Solche Dinge sage ich Paco, wenn sie nach Hause kommt mit ihrer Tasche voller Spraydosen, ihr blauer Overall über und über bekleckert mit den Farben des Mural, an dem sie gerade arbeitet, am Hosenbein die Reste einer schnell abgestreiften Dose, im Haar hat sie den feinen Hauch der vernebelten Farben, und den Ruß und den Schmutz aus den Tiefen der Stadt im Gesicht. Paco, die hereinkommt, einen kurzen Blick wirft auf das Meer der Papiere rund um meinen Sessel. Es soll kein prüfender Blick sein, wenn sie in der Türe steht, die Tasche zu Boden gleiten lässt, ihre Turnschlappen abstreift und wortlos zu mir ans Fenster tritt, es geht auch nicht um Tadel. Eher um Rücksicht, glaube ich, denn sie tritt von hinten an mich heran, raschelnde Schritte, hält ihre rauen Hände beide an meine Wangen, ihre harten Kuppen und die weichen, schmiegsamen Vertiefungen, und ich atme den Geruch von Ruß und Farbe und Staub.
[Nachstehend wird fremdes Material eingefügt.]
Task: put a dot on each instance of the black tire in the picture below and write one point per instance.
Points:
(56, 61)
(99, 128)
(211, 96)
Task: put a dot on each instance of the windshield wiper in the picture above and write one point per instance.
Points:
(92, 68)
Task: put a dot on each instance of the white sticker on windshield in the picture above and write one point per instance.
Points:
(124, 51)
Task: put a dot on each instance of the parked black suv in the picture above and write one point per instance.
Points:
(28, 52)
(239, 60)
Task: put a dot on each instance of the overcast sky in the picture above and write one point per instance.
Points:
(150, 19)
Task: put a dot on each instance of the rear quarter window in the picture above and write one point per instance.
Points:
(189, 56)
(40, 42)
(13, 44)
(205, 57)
Einen Augenblick lang verharrt sie so, dann legt sie ihr Kinn auf meinen Kopf, und ich versinke in einer Kaskade von wildem, gekraustem Haar:
– An welchem Punkt bist du angelangt?
Wie immer kann ich diese Frage mit äußerster Präzision beantworten, mit geografischer und zeitlicher Akkuratesse, ich sage:
– An einem ganz bestimmten Ort.
Ich bin in meiner Ersatzerinnerung, bei der Rekonstruktion von dem, was sich ereignet haben muss, an jener Ampel angelangt, an der das Taxi auf der Avenue Habib Bourguiba gewartet haben muss, ich schätze, das war ungefähr sieben oder acht Minuten, bevor alles geschah, und ich weiß, dass das Taxi, in dem ich fuhr, gelb war, ein gelbes Taxi wie alle Taxis auf Djerba, ein Peugeot vermutlich.
– Nicht noch mal, sagt Paco und umfasst mich an den Schultern.
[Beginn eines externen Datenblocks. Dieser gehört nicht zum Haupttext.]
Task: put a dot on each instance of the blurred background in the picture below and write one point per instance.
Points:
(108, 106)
– Doch, Liebe, lass mich erklären, meine imaginierte Zeit steht auf elf Uhr dreiundvierzig, ich bin auf Djerba, und ich kann schildern, wie es aussah an dieser roten Ampel, die Cafés und die bunten Auslagen der Töpfer, die weißen Häuser, die Avenue Habib Bourguiba eine Allee, und alles in diesem scharfen Licht, das sich durch die Palmen bricht, in diesem unglaublich hellen Licht auf Djerba. Da standen wir an dieser roten Ampel, und vielleicht war ich auch in Gedanken bereits bei El Ghriba, der Synagoge, die wir uns anschauen wollten, mein Fahrer Tahar und ich, vielleicht habe ich nichts von meiner Umgebung wahrgenommen, an diesem Morgen, um elf Uhr dreiundvierzig, oder habe ich darüber nachgedacht, ob die Häuserzeilen der Place Mongi Bali, an der wir standen, auf den Fundamenten einer römischen Siedlung erstellt wurden oder gar auf den Überresten phönikischer Bauten, Zeugen der allerfrühesten Besiedelung dieser Insel, lag ich in einer meiner mediterranen Träumereien, in denen Zeiten und Völker, Epochen und Eroberungen wild durcheinandergeraten.
Aber da unterbricht sie mich, Paco.
– Nicht zu weit gehen, Astèr.
Sie sagt es nicht befehlend, eher wie eine Feststellung.
– Zu weit?
– Du wirst zur Mythomanin, dear, wenn du nicht aufhörst mit deinem Versuch, dir Minute für Minute zu imaginieren, wie es gewesen sein könnte. You better accept, that it’s gone, sie ist weg, deine Erinnerung.
Sie zieht ihre rauen, warmen Hände zurück.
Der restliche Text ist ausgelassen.